ENN_undersample = EditedNearestNeighbours()
X_train_ENN, y_train_ENN = ENN_undersample.fit_resample(X_train, y_train)

print("Class distribution after ENN undersampling:", np.bincount(y_train_ENN))

clf.fit(X_train_ENN, y_train_ENN)
y_pred_ENN = clf.predict(X_test)

print("Undersampling Results:")
print(classification_report(y_test, y_pred_ENN))

**Random Over Sampler:** Random oversampling randomly chooses minority samples (with replacement) and adds duplicates until class counts match.

In [None]:
ROS = RandomOverSampler(random_state=42)
X_train_ros, y_train_ros = ROS.fit_resample(X_train, y_train)

print("Class distribution after Random Over Sampler:", np.bincount(y_train_ros))

clf.fit(X_train_ros, y_train_ros)
y_pred_ros = clf.predict(X_test)

print("Random Over Sampler Results:")
print(classification_report(y_test, y_pred_ros))

### SMOTE (Synthetic Minority Oversampling Technique)

- **Idea:** Instead of duplicating minority samples (like Random Oversampling), SMOTE creates **synthetic samples**.
- **How it works:**
  1. For each minority sample, find its *k nearest minority neighbors* (default k=5).
  2. Randomly choose one neighbor.
  3. Create a synthetic sample **between the two points** by interpolation.
- **Result:** The minority class grows with *new, artificial points* that are not exact copies.

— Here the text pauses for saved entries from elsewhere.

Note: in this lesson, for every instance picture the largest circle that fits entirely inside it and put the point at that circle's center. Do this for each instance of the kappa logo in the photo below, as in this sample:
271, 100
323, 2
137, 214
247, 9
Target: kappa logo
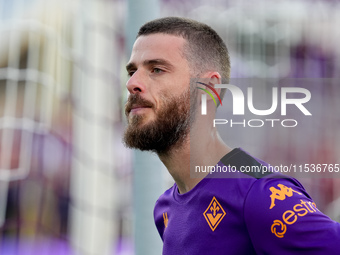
280, 193
166, 220
214, 214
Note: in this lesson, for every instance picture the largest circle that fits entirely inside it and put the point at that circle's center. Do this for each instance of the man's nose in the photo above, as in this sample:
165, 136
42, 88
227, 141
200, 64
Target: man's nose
136, 83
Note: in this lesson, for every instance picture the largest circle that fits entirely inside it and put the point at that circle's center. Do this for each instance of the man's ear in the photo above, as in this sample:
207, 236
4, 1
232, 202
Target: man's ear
215, 78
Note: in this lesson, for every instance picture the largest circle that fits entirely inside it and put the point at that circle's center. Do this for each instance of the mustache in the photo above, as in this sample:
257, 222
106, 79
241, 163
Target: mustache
136, 99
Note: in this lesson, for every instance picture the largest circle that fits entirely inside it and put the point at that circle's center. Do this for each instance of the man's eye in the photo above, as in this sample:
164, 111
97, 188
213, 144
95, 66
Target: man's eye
131, 73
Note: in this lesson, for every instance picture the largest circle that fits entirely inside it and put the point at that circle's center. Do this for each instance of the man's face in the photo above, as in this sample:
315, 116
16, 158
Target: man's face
158, 109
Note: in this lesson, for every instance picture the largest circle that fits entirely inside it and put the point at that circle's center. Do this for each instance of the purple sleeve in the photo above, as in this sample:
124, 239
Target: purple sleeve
281, 218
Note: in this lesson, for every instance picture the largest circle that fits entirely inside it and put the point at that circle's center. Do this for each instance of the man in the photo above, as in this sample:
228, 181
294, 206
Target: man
241, 214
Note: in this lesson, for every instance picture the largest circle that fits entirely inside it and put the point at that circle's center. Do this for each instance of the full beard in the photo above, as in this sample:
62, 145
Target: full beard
170, 129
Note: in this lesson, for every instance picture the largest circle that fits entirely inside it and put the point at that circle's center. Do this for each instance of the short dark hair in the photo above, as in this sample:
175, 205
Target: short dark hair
204, 50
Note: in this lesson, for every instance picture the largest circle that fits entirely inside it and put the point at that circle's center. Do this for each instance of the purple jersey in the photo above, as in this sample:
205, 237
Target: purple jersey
245, 214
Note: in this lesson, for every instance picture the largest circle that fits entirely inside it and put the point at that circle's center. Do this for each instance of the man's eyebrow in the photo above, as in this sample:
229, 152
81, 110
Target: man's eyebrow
149, 62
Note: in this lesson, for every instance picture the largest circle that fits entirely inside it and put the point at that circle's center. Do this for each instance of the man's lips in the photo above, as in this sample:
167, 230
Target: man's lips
136, 108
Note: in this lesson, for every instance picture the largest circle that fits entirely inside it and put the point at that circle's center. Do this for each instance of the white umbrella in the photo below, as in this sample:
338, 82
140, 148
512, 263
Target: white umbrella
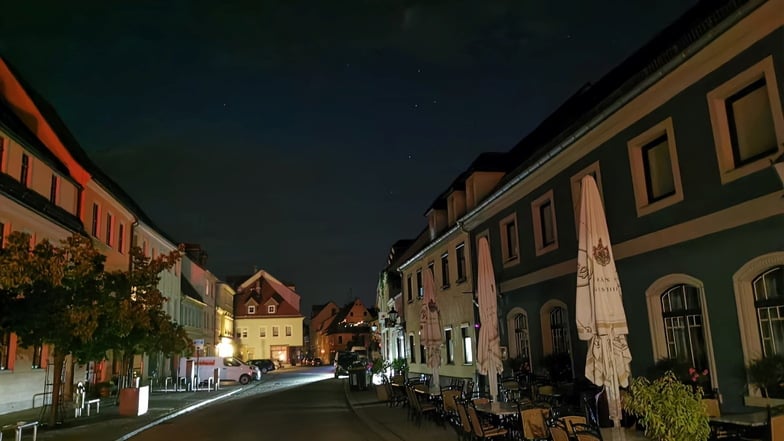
430, 327
599, 305
488, 355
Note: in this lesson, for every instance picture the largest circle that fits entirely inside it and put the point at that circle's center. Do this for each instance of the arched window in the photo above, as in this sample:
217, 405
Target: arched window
559, 330
682, 316
519, 343
769, 304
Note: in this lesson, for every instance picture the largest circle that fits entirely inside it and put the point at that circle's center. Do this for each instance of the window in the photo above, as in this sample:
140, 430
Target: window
559, 331
468, 351
769, 303
450, 346
53, 187
445, 270
518, 326
748, 127
121, 238
109, 222
509, 244
543, 215
420, 287
460, 256
24, 173
94, 225
654, 164
576, 180
37, 355
682, 316
5, 349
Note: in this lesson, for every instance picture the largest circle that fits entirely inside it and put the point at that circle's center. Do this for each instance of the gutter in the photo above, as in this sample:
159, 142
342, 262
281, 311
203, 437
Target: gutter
698, 45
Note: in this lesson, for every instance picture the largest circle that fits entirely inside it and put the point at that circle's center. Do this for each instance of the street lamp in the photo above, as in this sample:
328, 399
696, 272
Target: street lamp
391, 320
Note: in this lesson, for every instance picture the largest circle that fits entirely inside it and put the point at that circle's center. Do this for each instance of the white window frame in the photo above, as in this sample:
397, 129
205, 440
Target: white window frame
508, 258
536, 205
656, 322
510, 325
720, 123
635, 145
744, 302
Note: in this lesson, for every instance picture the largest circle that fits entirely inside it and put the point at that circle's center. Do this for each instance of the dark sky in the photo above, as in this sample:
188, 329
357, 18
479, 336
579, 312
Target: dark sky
306, 136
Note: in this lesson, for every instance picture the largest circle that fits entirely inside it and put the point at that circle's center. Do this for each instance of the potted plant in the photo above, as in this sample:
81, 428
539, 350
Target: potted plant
668, 409
767, 375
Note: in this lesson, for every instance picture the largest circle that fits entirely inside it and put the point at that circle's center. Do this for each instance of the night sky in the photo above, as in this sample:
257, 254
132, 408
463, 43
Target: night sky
305, 137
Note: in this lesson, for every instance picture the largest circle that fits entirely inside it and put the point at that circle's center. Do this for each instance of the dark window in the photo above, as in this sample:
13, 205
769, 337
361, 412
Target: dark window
657, 166
108, 237
769, 303
23, 174
5, 349
94, 226
445, 270
460, 256
120, 238
37, 352
450, 346
683, 329
546, 222
750, 120
53, 190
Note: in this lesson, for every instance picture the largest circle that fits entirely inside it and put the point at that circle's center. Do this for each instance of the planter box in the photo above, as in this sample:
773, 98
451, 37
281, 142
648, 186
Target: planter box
134, 401
762, 402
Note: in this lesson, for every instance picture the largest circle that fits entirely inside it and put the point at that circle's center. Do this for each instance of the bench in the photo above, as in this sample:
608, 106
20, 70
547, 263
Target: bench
18, 427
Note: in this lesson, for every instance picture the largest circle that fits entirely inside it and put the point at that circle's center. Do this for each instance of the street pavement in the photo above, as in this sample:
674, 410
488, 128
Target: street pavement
386, 423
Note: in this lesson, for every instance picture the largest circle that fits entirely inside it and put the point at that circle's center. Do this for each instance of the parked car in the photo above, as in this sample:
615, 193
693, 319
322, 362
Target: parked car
265, 364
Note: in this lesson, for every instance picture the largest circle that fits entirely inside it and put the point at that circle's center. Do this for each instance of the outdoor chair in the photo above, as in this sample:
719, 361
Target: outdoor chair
534, 423
585, 432
558, 430
483, 430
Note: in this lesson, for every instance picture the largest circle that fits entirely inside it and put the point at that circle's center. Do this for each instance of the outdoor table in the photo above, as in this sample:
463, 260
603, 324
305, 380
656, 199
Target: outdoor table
754, 419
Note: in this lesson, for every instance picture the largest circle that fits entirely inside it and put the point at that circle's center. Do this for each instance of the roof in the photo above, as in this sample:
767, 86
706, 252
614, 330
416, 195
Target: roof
591, 100
77, 152
286, 293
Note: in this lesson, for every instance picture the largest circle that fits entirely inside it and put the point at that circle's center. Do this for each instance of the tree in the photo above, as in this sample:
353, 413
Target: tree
53, 295
139, 323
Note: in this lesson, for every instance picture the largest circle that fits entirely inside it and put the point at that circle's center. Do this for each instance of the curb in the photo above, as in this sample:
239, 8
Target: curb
179, 412
366, 421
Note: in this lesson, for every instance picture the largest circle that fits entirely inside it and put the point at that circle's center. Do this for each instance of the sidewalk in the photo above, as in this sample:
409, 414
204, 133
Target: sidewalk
109, 424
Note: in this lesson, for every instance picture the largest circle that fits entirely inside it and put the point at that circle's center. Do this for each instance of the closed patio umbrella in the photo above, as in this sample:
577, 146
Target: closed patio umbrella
600, 316
430, 327
488, 355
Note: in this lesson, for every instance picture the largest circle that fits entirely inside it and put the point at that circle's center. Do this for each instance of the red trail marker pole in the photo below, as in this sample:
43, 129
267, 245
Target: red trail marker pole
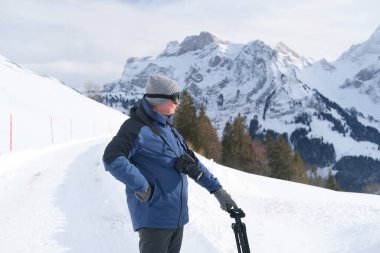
10, 132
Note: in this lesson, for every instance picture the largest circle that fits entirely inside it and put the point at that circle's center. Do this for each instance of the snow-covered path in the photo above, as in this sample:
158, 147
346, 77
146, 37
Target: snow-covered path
60, 199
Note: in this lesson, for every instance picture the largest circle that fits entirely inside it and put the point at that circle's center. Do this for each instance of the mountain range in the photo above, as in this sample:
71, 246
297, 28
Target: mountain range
327, 110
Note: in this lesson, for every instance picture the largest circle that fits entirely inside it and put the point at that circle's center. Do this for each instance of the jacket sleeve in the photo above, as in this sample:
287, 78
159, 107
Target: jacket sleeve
117, 157
124, 171
208, 180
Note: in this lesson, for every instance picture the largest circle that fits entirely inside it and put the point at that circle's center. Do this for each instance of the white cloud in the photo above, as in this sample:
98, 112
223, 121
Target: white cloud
37, 33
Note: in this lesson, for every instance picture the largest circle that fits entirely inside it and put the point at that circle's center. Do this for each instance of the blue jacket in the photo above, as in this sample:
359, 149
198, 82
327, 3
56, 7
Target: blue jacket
139, 155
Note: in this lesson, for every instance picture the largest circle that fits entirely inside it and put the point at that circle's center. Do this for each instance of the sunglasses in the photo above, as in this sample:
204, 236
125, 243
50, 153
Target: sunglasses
174, 97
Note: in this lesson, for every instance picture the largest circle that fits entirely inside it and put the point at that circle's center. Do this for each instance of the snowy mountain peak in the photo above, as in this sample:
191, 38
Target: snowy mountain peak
368, 50
191, 43
290, 56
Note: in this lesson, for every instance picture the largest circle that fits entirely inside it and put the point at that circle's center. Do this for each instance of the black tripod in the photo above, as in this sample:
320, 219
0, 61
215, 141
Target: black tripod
239, 230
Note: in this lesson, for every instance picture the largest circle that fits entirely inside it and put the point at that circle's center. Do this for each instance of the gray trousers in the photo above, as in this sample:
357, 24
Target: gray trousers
156, 240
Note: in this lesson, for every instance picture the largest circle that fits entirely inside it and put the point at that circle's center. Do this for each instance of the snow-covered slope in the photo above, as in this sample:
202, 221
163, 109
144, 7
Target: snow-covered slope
45, 111
60, 199
353, 80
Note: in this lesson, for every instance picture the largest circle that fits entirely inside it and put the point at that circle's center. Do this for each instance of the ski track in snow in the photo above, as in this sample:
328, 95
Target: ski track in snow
60, 199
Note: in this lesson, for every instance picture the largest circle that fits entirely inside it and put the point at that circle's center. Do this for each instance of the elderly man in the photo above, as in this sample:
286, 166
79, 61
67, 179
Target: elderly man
152, 159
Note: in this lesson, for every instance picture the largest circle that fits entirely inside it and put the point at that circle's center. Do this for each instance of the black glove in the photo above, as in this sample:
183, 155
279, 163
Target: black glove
225, 200
144, 196
186, 164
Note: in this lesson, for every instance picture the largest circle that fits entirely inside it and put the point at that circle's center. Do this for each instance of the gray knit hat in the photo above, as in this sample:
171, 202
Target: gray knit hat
160, 85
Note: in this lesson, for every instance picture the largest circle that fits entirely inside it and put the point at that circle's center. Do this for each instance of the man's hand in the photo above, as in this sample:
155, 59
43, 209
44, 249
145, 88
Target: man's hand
225, 200
186, 164
144, 196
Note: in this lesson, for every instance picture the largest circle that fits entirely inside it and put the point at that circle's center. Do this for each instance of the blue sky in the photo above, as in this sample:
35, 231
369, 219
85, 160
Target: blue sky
90, 40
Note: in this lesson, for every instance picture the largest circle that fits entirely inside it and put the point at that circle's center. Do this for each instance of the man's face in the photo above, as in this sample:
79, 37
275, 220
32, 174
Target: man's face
167, 108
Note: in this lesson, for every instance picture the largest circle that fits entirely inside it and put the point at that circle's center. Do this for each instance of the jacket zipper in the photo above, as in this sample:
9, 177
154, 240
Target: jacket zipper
180, 209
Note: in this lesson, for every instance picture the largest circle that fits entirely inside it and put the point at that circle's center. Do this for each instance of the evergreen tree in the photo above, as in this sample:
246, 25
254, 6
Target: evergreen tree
237, 147
208, 143
227, 145
331, 182
280, 160
260, 160
186, 119
298, 169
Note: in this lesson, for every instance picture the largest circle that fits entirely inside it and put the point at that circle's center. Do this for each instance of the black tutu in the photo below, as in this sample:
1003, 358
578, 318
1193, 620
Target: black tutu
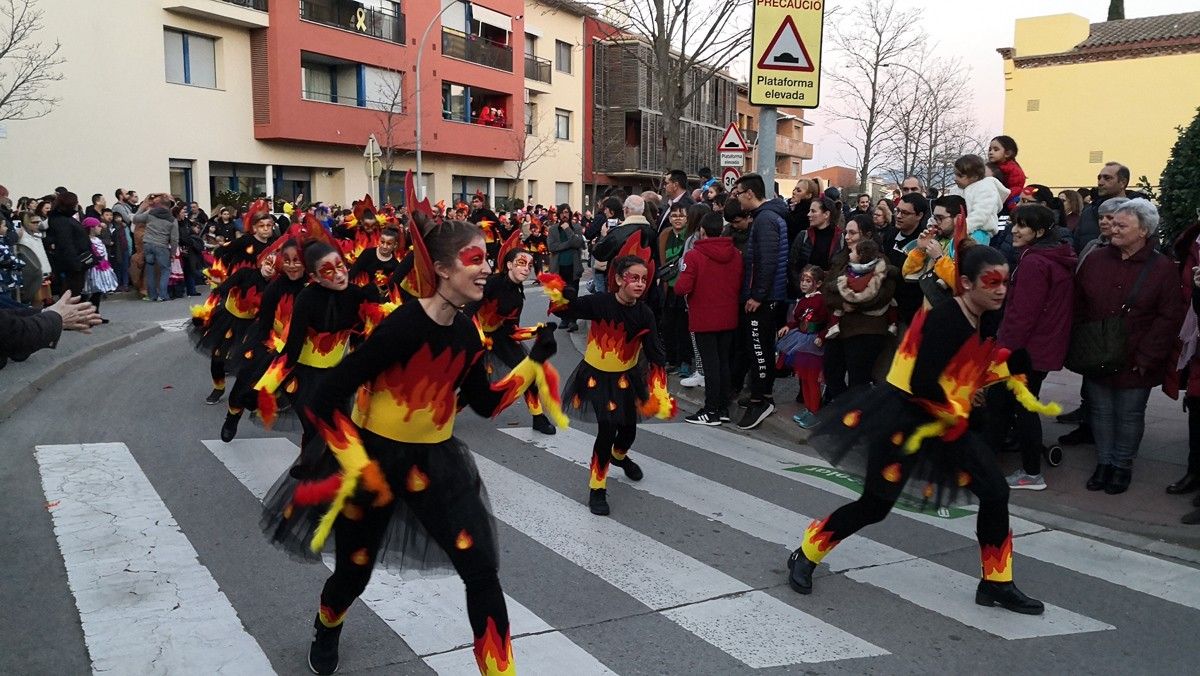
600, 396
454, 502
864, 431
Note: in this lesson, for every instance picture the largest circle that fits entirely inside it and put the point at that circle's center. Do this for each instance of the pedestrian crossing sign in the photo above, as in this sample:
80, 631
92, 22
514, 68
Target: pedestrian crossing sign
785, 54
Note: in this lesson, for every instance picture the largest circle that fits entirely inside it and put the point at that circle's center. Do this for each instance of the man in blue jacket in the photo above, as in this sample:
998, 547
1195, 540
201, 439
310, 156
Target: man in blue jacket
763, 288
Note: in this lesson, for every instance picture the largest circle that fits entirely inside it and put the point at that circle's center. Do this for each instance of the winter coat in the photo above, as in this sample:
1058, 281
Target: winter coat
864, 311
1153, 322
65, 240
1039, 305
765, 276
711, 276
570, 241
984, 198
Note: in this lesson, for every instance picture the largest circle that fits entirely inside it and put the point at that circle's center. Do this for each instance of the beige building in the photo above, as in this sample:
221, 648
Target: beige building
279, 97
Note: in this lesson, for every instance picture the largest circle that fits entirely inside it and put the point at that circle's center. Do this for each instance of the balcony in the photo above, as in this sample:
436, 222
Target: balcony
477, 49
537, 69
381, 24
241, 13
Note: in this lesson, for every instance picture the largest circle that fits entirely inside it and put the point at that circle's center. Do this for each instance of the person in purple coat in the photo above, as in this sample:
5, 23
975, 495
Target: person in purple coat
1037, 319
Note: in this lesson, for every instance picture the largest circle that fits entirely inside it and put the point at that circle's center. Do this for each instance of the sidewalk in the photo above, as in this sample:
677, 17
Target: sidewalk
131, 321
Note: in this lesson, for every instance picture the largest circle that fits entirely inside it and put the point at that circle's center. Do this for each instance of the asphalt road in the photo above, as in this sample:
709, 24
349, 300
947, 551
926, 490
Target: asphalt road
141, 554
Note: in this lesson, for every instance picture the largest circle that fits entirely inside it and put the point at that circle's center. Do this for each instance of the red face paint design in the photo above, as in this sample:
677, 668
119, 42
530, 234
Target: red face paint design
993, 280
472, 256
328, 271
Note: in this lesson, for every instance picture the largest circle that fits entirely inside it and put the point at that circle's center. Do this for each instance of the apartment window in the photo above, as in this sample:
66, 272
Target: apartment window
562, 57
562, 124
191, 59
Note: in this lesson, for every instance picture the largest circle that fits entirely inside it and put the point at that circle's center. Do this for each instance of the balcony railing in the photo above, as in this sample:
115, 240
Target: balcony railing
477, 49
538, 69
261, 5
376, 23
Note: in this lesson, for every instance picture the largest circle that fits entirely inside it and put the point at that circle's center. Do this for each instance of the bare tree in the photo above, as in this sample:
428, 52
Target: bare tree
862, 82
531, 149
690, 42
27, 64
390, 105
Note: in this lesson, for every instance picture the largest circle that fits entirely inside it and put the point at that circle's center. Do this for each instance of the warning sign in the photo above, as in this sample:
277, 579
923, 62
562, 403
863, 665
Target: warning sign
785, 63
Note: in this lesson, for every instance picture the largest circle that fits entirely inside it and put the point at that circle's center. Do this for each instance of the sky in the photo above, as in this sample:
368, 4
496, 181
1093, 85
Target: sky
972, 30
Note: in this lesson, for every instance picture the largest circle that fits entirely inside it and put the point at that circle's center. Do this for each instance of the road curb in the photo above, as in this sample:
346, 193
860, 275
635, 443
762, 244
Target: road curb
22, 395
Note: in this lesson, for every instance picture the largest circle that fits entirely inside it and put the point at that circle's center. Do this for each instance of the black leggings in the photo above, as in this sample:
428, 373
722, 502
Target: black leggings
612, 446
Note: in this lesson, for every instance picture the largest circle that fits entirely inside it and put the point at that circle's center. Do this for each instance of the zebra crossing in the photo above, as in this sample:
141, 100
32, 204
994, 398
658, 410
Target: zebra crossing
149, 605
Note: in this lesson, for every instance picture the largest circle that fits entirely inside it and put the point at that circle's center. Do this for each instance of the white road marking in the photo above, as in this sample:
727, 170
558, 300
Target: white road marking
430, 614
1140, 572
663, 578
931, 586
145, 603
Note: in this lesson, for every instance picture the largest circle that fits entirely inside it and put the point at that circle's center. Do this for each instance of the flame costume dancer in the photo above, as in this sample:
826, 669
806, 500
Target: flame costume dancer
219, 327
328, 315
916, 428
622, 377
396, 486
498, 315
283, 263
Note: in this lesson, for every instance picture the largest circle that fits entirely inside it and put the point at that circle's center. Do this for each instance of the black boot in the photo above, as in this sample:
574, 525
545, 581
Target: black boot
543, 424
323, 651
1007, 596
631, 470
229, 430
1119, 482
598, 502
799, 572
1101, 478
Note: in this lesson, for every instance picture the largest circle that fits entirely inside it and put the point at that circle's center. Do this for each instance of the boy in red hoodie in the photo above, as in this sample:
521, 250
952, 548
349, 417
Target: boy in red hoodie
711, 277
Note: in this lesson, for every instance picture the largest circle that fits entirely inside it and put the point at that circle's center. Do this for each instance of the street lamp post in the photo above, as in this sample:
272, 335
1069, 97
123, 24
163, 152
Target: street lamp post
420, 52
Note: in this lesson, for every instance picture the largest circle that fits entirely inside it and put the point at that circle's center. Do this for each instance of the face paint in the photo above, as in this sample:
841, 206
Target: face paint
472, 256
993, 279
331, 269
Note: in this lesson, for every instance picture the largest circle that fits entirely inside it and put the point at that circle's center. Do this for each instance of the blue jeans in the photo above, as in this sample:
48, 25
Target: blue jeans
157, 270
1119, 419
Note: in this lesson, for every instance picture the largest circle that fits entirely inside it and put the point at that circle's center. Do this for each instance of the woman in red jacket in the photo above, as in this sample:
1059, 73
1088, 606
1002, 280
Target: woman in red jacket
711, 277
1037, 318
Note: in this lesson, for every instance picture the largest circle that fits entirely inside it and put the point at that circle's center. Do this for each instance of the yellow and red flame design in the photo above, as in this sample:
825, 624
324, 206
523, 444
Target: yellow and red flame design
324, 350
244, 303
493, 653
413, 402
660, 404
817, 540
997, 561
610, 348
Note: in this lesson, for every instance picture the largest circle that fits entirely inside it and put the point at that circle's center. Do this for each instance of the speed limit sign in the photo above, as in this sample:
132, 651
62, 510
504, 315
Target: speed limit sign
730, 177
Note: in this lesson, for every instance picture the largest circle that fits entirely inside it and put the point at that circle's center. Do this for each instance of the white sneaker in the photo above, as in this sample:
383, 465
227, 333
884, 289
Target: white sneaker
1020, 480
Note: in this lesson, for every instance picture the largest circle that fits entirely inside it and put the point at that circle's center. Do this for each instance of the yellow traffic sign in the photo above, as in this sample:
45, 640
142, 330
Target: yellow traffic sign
785, 53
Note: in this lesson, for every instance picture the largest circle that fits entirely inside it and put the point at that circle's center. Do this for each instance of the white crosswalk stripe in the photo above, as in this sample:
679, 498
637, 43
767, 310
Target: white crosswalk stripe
1150, 575
145, 603
928, 585
132, 604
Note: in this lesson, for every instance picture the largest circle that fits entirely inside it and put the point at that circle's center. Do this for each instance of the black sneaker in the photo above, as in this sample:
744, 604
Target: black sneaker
598, 502
323, 651
229, 430
703, 418
543, 424
756, 412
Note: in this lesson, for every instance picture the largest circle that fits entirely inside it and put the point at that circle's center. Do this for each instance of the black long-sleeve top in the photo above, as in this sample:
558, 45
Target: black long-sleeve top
409, 376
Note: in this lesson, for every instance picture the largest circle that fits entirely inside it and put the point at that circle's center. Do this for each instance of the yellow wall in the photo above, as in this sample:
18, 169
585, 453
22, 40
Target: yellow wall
1127, 109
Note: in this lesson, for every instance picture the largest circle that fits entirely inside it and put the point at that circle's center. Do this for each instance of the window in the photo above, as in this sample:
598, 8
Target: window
191, 59
562, 124
562, 57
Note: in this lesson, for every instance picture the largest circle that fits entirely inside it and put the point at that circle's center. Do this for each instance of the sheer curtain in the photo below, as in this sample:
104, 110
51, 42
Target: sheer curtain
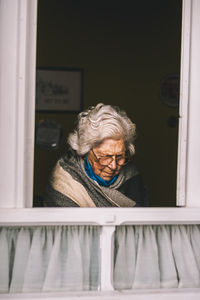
44, 258
166, 256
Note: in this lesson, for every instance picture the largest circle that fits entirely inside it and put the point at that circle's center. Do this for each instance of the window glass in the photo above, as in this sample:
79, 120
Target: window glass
130, 56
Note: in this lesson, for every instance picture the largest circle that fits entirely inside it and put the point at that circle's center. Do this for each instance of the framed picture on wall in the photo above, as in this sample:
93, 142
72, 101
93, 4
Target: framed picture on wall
59, 90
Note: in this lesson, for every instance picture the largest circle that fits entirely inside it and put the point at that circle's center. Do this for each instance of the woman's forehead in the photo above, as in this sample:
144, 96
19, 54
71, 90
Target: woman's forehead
111, 146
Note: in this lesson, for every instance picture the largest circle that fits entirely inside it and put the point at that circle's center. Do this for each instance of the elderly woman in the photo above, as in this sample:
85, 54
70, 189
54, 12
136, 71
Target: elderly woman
97, 171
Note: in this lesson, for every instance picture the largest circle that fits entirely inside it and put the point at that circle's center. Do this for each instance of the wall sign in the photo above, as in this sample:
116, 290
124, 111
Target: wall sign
169, 91
48, 134
59, 90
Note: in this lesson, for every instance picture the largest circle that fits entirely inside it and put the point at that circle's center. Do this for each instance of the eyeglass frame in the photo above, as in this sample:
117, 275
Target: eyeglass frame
126, 159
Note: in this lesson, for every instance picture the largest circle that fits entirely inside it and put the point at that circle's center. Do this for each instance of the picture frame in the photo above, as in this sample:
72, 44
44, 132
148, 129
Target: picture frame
59, 90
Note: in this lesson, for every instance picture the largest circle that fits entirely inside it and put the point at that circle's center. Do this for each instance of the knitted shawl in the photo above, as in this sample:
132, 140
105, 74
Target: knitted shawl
71, 186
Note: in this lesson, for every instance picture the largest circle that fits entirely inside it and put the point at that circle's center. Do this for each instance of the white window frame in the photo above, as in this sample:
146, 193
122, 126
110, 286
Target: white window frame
18, 19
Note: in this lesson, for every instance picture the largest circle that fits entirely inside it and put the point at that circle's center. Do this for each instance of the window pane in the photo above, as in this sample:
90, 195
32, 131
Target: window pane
49, 258
165, 256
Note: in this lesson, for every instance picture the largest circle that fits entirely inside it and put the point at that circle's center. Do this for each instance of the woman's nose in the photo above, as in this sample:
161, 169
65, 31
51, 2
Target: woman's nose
113, 164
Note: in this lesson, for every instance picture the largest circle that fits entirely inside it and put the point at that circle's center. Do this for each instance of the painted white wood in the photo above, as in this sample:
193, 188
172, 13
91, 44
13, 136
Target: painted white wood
184, 99
17, 98
193, 163
106, 251
8, 105
179, 294
98, 216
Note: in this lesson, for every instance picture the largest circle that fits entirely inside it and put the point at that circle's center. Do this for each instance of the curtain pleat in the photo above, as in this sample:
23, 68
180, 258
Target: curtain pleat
67, 258
49, 258
165, 256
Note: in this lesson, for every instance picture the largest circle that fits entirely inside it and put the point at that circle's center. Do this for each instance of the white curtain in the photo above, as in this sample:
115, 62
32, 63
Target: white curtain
44, 258
166, 256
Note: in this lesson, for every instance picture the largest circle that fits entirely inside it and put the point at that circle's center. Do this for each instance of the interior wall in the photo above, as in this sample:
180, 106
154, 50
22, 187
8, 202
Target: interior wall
126, 49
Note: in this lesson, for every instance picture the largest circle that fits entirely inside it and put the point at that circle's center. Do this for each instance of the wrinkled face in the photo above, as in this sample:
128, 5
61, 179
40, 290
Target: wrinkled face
106, 159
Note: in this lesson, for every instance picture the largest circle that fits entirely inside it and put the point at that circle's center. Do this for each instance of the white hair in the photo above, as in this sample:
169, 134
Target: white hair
99, 123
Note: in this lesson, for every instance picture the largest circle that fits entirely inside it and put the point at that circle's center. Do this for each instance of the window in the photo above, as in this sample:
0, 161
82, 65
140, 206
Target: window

 **Benefit:** Reduces overfitting (compared to simple duplication).  
 **Limitation:** Can generate samples in regions where classes overlap → may introduce noise.

---

In [None]:
# SMOTE Oversampling

smote = SMOTE(random_state=42)
X_train_smote, y_train_smote = smote.fit_resample(X_train, y_train)

print("Class distribution after SMOTE:", np.bincount(y_train_smote))

clf.fit(X_train_smote, y_train_smote)
y_pred_smote = clf.predict(X_test)

print("SMOTE Results:")
print(classification_report(y_test, y_pred_smote))


### Borderline-SMOTE

- **Idea:** A smarter version of SMOTE that only generates synthetic samples for **minority points near the decision boundary**.
- **How it works:**
  1. Identify minority samples whose neighbors are **mostly majority class** → these are "borderline" points.
  2. Generate synthetic samples **around these borderline cases**.
- **Result:** Focuses oversampling where it matters most: the **class boundary**.

**Benefit:** Strengthens the classifier in the hardest-to-learn region (the boundary).  
**Limitation:** May overfit borderline noise if the boundary is very fuzzy.

In [None]:
#BorderlineSMOTE

BLsmote = BorderlineSMOTE(random_state=42)
X_train_blsmote, y_train_blsmote = BLsmote.fit_resample(X_train, y_train)

print("Class distribution after BL SMOTE:", np.bincount(y_train_blsmote))

clf.fit(X_train_blsmote, y_train_blsmote)
y_pred_blsmote = clf.predict(X_test)

print("BL SMOTE Results:")
print(classification_report(y_test, y_pred_blsmote))


* When to use:

  Whenever target variable distribution is skewed   (imbalanced).
  
  Critical in classification tasks like fraud   detection, churn prediction, medical diagnosis.